Our doctor's words hovered over me. "I will support you if you feel you need to try IVF one more time with your eggs but I want to be clear... and I believe that you understand this already, I am no longer medically recommending that course of treatment. I do not believe we will have a different outcome. We will not be able to use your eggs to create a healthy live birth. Are you prepared to discuss using an egg donor?" Our vision of what it means to create a family took on a whole new world of understanding.

As the days began to pass I caught myself studying my own features. My smile, my eyes, the knees I have always oddly disliked, who did I get them from anyway? The hair I colored over the years because it irrelevantly was "too dark." It had been passed down to me from the family I was genetically linked to, did that have any meaning? I do resemble my grandmother at certain times in her life, don't I? I was no longer able to share highs and lows of hoping for a little one with my dimples and my husband's kind blue eyes with the strangers who had become friends in this battle. Where did I fit?

The "what if's "and the "how's" and the "should we's," flooded my mind. If we do this: who would be the woman that would give our daughter the wrinkle in her nose? Who would be the woman whose genes contributed to our son being right handed instead of left like me? How many people would accidentally ask me who the 'real mom' is? I couldn't help but notice the subtle yet heavy emphasis others placed on their children being like them in either looks or personality. Would these same people understand my bond would be built entirely on our souls getting to know one another? Would my son bond more with my husband because they would have the opportunity to share the same nose and propensity for science? Would my teenage daughter someday scream to me that I wasn't her real mom? The flood didn't stop, how can anyone afford this process? Why doesn't health insurance help with any of this? Would my child love me less?

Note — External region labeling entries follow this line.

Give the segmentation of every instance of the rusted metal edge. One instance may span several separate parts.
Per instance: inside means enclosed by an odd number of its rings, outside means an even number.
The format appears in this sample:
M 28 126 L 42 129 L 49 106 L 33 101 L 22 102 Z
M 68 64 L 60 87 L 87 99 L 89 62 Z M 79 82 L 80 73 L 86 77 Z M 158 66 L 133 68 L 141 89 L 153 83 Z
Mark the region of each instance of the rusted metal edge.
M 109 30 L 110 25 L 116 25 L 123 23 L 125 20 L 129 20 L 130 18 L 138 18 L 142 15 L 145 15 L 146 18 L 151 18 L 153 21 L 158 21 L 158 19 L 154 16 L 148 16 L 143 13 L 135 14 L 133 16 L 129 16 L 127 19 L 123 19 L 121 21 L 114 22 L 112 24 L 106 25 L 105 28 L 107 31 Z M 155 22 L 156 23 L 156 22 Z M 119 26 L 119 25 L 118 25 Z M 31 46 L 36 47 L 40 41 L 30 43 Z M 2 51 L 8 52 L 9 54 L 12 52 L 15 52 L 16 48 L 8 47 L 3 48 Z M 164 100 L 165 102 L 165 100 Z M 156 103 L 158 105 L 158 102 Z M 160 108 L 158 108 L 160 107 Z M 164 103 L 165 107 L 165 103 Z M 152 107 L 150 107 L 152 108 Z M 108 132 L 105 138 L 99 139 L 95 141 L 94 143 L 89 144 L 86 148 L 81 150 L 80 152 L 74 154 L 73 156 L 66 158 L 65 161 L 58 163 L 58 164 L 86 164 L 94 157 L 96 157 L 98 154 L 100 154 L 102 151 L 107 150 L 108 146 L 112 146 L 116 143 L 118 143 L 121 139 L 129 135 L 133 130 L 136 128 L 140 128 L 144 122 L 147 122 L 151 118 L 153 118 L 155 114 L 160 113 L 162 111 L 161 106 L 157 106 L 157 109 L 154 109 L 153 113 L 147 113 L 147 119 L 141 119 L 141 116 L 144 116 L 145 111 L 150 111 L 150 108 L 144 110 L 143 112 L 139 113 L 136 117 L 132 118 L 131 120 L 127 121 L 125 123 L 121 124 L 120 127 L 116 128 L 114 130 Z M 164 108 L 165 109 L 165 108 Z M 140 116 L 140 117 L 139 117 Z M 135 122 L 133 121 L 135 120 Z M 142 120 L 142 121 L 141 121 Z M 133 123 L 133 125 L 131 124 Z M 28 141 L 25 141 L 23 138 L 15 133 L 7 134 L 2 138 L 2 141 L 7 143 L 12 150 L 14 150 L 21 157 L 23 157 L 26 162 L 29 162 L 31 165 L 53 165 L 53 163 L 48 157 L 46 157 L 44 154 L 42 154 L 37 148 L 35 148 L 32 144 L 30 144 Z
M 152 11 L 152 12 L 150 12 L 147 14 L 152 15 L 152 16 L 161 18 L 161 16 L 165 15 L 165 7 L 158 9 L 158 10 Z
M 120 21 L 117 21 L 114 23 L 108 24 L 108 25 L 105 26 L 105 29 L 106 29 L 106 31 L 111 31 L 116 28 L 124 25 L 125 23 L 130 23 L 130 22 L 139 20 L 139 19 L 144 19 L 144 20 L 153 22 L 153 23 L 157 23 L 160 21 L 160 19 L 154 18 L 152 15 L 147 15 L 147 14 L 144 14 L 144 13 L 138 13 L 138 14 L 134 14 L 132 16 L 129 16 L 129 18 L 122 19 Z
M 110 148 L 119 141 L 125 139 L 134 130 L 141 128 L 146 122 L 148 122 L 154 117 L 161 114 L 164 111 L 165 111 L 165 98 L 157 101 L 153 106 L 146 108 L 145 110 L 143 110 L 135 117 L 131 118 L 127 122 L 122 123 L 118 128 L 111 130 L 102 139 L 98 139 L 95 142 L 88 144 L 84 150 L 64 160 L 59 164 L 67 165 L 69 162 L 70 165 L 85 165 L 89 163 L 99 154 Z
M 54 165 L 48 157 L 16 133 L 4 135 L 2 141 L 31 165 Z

The biggest questions of them all:

Would this child feel any amount of pain as a result of a decision I would be responsible for making? How will I ensure that they know they, exactly as they are, exactly as they came to me, are fully and wholeheartedly, enough.

It is interesting thinking about parenthood from this perspective before it even begins. It affords me a window view that I am not sure people outside of the purview are privy to seeing. The genuine knowing that being a parent doesn't dictate the ability to protect or shield a child from all pain but rather a vulnerable willingness to stand directly in front of the fire next to them and teach them how to walk through it, even when we aren't entirely sure ourselves.

Those last questions burn tears behind my eyes some days and yet ironically, it is also how I know that I am supposed to become their mother. So, until then, I just keep showing up.